Jean-Michel Blanquer, ministre de l'éducation nationale, de la jeunesse et des sports. Vous avez raison, en aucun cas nous ne saurions reculer en ce qui concerne le contenu des programmes. Exigeants et riches, ils sont l'un des atouts de la France. Nous sommes d'ailleurs allés dans le sens de cette exigence et de cette richesse avec la réforme des programmes du lycée. Et, bien entendu, nous n'avons pas reculé d'un pouce sur l'ensemble des enjeux que venez de mentionner, notamment sur cette culture scientifique que nous devons absolument donner à tous nos élèves, en ce qu'elle concourt à l'élévation de leurs connaissances et de leur conscience.

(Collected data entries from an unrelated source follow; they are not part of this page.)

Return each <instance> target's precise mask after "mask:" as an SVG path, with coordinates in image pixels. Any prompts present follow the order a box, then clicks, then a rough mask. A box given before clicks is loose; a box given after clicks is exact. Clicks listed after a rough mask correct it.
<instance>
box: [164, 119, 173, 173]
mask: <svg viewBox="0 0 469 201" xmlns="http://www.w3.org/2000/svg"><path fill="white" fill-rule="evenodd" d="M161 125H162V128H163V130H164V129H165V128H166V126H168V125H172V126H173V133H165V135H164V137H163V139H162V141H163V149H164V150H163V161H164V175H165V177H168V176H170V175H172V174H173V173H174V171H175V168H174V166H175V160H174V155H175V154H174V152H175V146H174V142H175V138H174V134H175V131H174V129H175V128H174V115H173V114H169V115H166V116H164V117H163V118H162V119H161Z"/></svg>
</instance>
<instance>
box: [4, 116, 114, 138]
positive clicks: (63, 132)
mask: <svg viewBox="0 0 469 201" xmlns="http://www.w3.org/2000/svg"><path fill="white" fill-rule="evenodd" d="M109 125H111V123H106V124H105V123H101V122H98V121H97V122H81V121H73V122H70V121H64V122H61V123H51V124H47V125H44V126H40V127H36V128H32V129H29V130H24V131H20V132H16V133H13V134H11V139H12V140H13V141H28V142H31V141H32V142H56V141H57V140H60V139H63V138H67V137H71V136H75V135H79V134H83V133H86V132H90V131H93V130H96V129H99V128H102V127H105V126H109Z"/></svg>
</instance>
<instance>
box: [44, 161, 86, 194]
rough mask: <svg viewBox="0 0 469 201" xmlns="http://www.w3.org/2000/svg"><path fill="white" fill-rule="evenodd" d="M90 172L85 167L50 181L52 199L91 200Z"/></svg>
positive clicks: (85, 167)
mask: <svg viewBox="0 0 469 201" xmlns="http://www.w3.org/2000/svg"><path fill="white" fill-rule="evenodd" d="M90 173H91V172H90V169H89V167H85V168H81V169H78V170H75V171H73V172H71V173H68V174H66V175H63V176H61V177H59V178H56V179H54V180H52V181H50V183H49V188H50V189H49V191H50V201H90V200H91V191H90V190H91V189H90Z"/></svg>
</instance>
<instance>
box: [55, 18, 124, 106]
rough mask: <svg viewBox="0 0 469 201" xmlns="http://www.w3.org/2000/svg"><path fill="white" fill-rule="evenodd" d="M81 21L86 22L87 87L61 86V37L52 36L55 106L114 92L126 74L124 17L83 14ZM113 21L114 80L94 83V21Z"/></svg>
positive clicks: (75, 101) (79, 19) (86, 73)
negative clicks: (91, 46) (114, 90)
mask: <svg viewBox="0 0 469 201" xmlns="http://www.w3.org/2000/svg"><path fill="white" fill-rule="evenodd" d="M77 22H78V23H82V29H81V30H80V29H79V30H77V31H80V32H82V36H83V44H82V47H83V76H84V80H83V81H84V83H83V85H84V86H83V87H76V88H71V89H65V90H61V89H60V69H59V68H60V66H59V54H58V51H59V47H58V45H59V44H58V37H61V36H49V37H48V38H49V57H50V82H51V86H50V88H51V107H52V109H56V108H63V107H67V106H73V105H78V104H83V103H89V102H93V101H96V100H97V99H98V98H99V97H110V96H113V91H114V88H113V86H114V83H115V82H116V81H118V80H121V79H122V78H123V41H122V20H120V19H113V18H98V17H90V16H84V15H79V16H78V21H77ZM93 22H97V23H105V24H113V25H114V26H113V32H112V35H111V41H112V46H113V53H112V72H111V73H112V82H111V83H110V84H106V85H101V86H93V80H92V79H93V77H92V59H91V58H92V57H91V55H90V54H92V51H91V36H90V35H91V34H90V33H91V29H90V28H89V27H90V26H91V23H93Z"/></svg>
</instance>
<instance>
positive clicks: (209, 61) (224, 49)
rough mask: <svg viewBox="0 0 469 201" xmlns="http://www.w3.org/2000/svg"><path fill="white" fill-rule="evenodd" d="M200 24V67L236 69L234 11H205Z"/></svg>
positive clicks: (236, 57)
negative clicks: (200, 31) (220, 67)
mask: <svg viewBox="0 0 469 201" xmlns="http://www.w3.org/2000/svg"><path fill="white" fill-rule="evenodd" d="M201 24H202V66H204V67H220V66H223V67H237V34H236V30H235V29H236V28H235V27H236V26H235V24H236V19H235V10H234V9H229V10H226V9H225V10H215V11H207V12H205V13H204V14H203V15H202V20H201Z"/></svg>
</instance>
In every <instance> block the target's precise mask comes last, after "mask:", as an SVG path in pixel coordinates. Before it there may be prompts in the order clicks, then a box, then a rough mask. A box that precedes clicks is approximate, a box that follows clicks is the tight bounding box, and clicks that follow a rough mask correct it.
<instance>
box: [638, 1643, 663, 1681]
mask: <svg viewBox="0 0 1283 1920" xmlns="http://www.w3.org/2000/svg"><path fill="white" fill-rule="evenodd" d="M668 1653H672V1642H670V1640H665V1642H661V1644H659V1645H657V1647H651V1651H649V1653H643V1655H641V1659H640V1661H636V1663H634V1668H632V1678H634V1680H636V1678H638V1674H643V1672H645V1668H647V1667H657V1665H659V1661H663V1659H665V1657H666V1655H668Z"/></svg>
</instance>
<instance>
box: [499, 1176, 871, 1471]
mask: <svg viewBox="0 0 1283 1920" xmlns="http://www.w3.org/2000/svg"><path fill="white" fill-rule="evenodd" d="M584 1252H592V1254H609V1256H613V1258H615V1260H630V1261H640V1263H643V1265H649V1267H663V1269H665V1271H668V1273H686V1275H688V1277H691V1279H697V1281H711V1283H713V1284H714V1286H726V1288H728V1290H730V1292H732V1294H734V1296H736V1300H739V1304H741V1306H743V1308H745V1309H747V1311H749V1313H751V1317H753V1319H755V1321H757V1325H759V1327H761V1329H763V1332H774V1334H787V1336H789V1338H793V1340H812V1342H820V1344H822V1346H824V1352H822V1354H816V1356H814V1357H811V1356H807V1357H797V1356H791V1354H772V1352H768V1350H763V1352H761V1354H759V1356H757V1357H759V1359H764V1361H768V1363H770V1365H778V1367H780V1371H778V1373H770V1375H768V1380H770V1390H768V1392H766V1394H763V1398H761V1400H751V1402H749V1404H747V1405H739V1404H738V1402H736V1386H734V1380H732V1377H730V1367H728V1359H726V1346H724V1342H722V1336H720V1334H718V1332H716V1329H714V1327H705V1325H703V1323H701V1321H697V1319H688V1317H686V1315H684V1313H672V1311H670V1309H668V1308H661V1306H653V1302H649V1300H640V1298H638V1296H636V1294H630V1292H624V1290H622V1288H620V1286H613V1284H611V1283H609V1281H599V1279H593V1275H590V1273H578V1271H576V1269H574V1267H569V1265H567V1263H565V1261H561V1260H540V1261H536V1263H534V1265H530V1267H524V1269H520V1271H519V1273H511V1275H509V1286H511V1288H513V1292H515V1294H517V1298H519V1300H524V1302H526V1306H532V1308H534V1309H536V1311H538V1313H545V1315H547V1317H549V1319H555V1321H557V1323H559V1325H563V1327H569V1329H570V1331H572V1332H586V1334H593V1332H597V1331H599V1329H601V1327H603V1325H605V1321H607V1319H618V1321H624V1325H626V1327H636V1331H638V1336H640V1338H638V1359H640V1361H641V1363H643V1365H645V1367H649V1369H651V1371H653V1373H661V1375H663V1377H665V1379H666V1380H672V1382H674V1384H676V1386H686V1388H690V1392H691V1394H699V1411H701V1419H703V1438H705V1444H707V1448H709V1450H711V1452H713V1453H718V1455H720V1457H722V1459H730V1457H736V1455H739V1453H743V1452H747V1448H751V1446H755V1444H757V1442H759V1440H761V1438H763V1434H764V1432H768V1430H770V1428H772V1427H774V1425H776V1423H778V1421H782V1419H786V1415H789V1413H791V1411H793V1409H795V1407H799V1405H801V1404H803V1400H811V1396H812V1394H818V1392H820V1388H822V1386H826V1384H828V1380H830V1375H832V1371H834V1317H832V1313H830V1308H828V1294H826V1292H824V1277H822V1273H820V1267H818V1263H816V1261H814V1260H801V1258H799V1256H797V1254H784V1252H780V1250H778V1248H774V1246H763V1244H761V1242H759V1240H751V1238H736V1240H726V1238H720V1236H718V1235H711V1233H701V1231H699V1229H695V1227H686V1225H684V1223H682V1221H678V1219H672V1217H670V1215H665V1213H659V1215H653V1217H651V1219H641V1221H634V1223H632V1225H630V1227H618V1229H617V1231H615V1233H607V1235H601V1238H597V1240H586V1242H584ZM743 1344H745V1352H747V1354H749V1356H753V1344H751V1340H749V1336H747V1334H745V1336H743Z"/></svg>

Cela étant, il nous faut être attentifs à ce que les professeurs d'histoire-géographie ne se retrouvent pas dans une situation comme celle que vous avez décrite. À cet égard, je recevrai dans les prochains jours les représentants de l'association des professeurs d'histoire-géographie pour aborder l'ensemble des enjeux et identifier les soutiens supplémentaires que nous pourrons leur apporter dans le futur. L'une des pistes est d'ailleurs qu'ils ne soient plus les seuls à enseigner l'éducation morale et civique, mais que cette tâche incombe à l'ensemble du corps professoral, qu'il s'agisse de la dimension théorique ou pratique de cet enseignement. Le même raisonnement vaut pour les sciences : nous ne devons laisser aucune discipline seule vis-à-vis des différentes contestations qui peuvent exister. Il convient non seulement de rappeler, au quotidien, les principes de la laïcité, mais aussi de ne jamais reculer sur le contenu des programmes.
Les organisations syndicales m'ont demandé, pour le 2 novembre, un document clair, net, fort et précis sur l'encadrement des pratiques dont nous parlons : je le fournirai bien volontiers. C'est pourquoi j'ai demandé au Conseil des sages de la laïcité, en lien avec le Conseil supérieur des programmes, de siéger de façon permanente pendant cette période pour recevoir toutes les parties prenantes, et éventuellement les élus de la nation qui le désirent, afin d'étudier l'ensemble des mesures que nous devons prendre pour aller plus loin, de manière qu'il n'y ait aucune compromission en ce qui concerne l'enseignement et les pratiques laïques de notre école républicaine.